Капитан поднялся на ноги. Взял в руки маленький плоский камешек и пустил «лягушку». Камешек, скользнув по воде плоским боком, отскочил от неё и полетел дальше. «Лягушка» прошлёпала ещё раза два, прежде чем пойти ко дну. Вспомнив, что точно также на военном жаргоне называются и противопехотные мины, Лебедев улыбнулся.

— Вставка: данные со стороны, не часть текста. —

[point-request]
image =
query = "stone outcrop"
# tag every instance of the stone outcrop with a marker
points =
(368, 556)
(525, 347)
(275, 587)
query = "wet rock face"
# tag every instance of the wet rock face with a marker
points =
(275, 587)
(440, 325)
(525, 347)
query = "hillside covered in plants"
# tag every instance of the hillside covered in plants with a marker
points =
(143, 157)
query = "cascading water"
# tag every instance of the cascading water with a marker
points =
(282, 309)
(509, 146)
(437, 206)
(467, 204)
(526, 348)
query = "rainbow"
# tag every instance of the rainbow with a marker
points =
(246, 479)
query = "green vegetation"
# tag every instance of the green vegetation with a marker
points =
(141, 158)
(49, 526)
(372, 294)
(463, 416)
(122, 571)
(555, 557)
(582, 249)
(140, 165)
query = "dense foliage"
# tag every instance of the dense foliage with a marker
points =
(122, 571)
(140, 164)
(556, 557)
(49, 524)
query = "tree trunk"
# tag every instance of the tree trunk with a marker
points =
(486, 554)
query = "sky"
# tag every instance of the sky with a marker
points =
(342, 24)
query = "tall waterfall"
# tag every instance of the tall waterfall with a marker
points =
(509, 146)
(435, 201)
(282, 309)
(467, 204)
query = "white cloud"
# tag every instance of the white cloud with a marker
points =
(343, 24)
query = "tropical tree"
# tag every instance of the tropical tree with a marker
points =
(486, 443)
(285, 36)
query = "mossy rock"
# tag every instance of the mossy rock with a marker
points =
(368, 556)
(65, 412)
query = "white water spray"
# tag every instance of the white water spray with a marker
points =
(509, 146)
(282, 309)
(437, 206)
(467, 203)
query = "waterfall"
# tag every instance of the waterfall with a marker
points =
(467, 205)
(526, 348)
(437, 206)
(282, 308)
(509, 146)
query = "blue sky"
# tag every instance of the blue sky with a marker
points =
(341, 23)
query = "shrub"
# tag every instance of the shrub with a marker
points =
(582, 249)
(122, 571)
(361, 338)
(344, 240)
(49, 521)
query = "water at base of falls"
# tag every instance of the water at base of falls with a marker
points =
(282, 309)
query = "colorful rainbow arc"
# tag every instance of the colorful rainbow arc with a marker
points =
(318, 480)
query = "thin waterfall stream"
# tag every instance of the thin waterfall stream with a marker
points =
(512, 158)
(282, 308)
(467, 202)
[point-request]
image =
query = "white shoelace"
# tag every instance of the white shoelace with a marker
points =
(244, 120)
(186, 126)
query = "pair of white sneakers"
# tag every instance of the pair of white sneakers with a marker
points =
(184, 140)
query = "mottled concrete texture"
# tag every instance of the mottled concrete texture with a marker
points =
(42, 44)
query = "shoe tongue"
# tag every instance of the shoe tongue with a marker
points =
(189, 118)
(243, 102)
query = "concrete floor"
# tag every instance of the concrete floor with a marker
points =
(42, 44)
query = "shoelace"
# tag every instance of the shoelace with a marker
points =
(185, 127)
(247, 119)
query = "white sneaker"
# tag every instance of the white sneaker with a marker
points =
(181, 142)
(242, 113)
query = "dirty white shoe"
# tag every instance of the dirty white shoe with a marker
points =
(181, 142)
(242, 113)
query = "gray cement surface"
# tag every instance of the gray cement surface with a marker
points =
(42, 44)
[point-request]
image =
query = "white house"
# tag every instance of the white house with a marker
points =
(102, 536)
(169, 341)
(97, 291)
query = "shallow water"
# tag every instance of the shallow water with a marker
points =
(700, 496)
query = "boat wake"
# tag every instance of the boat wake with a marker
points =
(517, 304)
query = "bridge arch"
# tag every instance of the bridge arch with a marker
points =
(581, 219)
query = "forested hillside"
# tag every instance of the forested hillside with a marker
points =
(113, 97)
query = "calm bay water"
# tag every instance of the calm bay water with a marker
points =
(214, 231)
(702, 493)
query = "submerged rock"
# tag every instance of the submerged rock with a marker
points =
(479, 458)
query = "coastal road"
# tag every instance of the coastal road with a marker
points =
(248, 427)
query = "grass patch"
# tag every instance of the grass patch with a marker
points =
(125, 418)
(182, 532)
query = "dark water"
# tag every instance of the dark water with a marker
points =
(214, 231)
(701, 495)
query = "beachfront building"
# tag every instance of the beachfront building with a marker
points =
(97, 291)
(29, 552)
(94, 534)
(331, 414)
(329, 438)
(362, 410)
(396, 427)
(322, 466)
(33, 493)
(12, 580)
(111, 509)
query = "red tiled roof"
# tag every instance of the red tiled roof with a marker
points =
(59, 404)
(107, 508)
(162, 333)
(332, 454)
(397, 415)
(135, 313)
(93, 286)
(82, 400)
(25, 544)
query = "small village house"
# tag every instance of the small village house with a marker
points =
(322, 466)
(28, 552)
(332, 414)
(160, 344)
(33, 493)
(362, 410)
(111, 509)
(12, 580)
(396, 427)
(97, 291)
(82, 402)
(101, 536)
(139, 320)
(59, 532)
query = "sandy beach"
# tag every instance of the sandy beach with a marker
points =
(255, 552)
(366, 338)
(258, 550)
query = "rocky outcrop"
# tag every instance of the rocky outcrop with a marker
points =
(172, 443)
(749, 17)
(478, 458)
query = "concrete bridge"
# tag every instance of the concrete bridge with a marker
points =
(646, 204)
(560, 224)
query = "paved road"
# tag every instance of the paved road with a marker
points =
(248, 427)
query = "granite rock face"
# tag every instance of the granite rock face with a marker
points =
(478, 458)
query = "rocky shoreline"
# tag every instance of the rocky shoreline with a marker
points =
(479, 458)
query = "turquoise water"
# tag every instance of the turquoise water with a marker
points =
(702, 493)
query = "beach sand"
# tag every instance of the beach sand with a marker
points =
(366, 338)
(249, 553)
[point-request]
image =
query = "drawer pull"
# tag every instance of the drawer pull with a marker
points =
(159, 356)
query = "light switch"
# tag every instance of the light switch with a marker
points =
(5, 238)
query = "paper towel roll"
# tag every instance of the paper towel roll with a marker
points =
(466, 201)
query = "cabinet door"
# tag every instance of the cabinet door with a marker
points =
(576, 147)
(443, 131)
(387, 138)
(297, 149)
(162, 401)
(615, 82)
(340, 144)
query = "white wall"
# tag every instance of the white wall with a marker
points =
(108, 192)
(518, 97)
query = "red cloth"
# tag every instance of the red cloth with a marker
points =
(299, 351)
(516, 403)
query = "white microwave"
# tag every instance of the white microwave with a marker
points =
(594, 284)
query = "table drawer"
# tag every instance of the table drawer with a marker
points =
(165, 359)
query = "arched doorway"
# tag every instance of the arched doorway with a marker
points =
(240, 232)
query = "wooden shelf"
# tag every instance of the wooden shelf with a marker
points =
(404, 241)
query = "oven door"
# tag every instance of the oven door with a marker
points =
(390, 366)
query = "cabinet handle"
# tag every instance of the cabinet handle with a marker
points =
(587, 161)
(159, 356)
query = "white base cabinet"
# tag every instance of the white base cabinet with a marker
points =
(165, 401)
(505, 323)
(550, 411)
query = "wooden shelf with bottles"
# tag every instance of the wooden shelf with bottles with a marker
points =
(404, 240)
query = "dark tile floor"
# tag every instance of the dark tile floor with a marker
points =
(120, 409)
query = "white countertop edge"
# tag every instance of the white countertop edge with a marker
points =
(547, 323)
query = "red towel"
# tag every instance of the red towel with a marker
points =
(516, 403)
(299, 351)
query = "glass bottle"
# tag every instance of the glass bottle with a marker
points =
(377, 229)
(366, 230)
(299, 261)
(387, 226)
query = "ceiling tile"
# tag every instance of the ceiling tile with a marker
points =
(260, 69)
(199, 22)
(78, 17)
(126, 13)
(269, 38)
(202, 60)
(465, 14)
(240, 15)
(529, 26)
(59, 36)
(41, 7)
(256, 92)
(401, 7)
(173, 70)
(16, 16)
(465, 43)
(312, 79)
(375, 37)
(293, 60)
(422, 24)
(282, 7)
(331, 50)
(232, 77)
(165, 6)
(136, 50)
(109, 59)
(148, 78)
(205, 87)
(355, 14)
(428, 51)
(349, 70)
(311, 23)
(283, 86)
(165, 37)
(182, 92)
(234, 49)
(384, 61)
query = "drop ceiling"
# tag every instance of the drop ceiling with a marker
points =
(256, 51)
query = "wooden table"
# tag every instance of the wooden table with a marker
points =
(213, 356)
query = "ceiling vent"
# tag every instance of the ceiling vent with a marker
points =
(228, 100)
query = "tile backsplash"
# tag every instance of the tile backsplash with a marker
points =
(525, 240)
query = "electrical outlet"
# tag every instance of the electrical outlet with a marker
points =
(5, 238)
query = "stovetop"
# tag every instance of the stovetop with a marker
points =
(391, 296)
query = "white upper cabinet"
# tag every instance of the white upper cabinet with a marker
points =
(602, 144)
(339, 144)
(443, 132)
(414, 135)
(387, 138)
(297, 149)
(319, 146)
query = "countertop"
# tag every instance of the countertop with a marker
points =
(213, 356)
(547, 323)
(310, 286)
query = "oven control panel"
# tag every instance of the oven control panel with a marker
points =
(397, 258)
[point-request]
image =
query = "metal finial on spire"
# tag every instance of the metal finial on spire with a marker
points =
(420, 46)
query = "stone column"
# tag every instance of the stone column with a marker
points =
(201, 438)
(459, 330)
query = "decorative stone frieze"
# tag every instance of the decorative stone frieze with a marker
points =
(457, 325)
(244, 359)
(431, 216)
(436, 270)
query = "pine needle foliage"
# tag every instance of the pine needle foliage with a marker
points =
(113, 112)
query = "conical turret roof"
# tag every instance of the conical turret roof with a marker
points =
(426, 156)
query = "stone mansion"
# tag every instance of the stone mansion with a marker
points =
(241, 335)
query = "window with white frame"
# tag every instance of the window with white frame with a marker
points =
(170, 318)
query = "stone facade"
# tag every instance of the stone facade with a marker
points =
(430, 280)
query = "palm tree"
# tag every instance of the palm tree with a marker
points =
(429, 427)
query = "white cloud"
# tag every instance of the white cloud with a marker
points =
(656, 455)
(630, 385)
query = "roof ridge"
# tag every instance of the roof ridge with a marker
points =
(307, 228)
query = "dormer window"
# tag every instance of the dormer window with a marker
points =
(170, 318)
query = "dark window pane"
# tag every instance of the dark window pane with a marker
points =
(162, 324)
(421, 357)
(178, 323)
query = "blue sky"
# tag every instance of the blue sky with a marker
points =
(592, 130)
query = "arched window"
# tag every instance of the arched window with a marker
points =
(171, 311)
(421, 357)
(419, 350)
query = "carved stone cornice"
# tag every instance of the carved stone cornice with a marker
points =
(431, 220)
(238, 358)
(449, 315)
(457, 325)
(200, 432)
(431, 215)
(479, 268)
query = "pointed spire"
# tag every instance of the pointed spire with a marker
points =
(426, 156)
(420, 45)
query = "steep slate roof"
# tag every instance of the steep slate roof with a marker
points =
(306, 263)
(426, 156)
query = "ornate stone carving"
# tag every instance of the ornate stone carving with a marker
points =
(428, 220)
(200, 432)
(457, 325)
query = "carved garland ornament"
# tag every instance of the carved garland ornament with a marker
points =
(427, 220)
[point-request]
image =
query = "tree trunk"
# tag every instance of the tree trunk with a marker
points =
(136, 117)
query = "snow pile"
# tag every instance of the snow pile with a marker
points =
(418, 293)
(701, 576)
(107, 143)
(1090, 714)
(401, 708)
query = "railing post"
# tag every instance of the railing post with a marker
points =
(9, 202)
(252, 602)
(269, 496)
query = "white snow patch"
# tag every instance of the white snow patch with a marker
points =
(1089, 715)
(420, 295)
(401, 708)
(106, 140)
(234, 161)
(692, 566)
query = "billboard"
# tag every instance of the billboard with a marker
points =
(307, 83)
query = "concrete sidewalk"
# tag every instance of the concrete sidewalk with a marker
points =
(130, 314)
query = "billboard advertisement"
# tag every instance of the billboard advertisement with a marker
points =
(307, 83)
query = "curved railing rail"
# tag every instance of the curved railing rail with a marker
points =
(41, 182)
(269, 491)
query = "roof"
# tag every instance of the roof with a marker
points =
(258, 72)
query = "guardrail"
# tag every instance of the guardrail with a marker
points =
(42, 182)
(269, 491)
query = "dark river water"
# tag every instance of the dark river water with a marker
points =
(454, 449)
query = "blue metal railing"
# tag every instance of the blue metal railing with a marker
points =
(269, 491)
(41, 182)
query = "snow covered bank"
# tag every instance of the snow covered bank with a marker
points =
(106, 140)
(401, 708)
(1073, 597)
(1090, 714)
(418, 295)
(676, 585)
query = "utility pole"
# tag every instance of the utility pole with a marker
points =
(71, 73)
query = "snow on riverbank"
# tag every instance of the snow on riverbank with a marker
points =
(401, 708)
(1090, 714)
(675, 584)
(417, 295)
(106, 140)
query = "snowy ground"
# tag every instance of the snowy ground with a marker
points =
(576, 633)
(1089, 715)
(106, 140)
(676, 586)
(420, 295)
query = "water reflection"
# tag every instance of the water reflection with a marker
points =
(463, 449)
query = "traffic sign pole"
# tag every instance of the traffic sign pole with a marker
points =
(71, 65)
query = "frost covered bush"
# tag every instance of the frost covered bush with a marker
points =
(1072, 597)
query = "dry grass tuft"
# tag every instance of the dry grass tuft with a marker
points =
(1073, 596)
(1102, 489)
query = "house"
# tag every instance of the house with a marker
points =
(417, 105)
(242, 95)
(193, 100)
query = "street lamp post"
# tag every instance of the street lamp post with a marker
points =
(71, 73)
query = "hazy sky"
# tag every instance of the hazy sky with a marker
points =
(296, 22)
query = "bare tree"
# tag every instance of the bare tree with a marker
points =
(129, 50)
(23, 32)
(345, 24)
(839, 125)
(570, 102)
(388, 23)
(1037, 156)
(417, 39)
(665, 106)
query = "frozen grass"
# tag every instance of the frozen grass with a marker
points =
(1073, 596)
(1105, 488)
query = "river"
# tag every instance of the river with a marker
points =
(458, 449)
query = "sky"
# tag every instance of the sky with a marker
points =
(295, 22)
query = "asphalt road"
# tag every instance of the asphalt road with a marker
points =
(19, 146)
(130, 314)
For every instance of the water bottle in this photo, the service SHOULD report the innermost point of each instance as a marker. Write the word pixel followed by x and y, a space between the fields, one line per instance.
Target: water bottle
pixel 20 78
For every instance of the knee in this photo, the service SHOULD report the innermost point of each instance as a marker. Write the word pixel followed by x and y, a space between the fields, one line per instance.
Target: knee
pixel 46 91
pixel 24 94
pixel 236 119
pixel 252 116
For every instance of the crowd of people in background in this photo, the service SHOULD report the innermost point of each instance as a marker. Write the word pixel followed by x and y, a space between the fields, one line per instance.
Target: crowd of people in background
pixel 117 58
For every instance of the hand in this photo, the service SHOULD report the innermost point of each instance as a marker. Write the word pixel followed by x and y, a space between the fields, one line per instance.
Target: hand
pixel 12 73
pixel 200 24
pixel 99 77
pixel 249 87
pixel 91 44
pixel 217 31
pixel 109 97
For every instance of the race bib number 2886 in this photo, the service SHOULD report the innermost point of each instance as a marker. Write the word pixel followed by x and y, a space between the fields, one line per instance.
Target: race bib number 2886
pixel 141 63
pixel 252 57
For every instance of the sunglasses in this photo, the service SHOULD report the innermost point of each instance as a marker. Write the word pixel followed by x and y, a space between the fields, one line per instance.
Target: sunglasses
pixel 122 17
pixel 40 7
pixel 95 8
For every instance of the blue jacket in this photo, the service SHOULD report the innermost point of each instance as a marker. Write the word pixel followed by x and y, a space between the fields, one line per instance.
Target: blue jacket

Он медленно побрёл по песку, вдоль самой кромки воды. Шёл медленно, не торопясь, задумчиво сунув руки в карманы бушлата. Мысли в его голове скреблись мрачные: «Чечня, мать вашу! Даже поезда теперь не ходят. На мотострелковую бригаду в Буйнакске месяц назад нападение было. Отряд Хаттаба танки у них хотел угнать. Прямо с полигона. И ведь захватили же чехи полигон. Полчаса там хозяйничали, но ни одну машину завести так и не смогли. Потом сожгли несколько танков и БТРов и ушли обратно в горы, пока командование бригады, прочухавшись, выбить их оттуда пыталось. А, захвати они танки, понятно, куда бы Хаттаб двинул. Сюда — в Город Ветров. Пёрла бы на город чеченская танковая колонна под зелёными знамёнами. Местные менты, ясен пень, разбежались бы все. А кое-кто и на сторону боевиков перешёл бы. Когда бы чехи только брали город, нам — военному гарнизону, частям Внутренних войск, пограничникам, морской пехоте и морякам — из Москвы приказ бы пришёл наистрожайший — ни во что не вмешиваться, на провокации не поддаваться. За каждую выпущенную в сторону противника полю, мол, перед трибуналом отвечать будете. А вот когда город оказался бы уже полностью захвачен, и чехи в нём закрепились, то пришёл бы другой приказ — немедленно освободить Город Ветров от боевиков и восстановить конституционный порядок. И началось бы…..Второй Грозный, вашу мать».
Капитан остановился и сел на скамейку. Сгорбившись, подперев подбородок рукой, он меланхолично смотрел на море и на чаек, которые клевали выброшенный волнами раздувшийся труп осетра метрах в пятидесяти от него.
«Лебедь, ублюдок, — продолжал он про себя. — Тварь поганая! А всё туда же. Миротворец… Войну остановил… Какой, на хрен, остановил! На Буйнакск нападение — это что, не война? Или когда погранцам жилой дом в Каспийске взорвали — тоже не война? Продал всех, сука! Точно ведь говорили, что ему в вертолёт в Хасавюрте чехи два чемодана, набитых долларами, принесли. От Масхадова личный презент, мать его»!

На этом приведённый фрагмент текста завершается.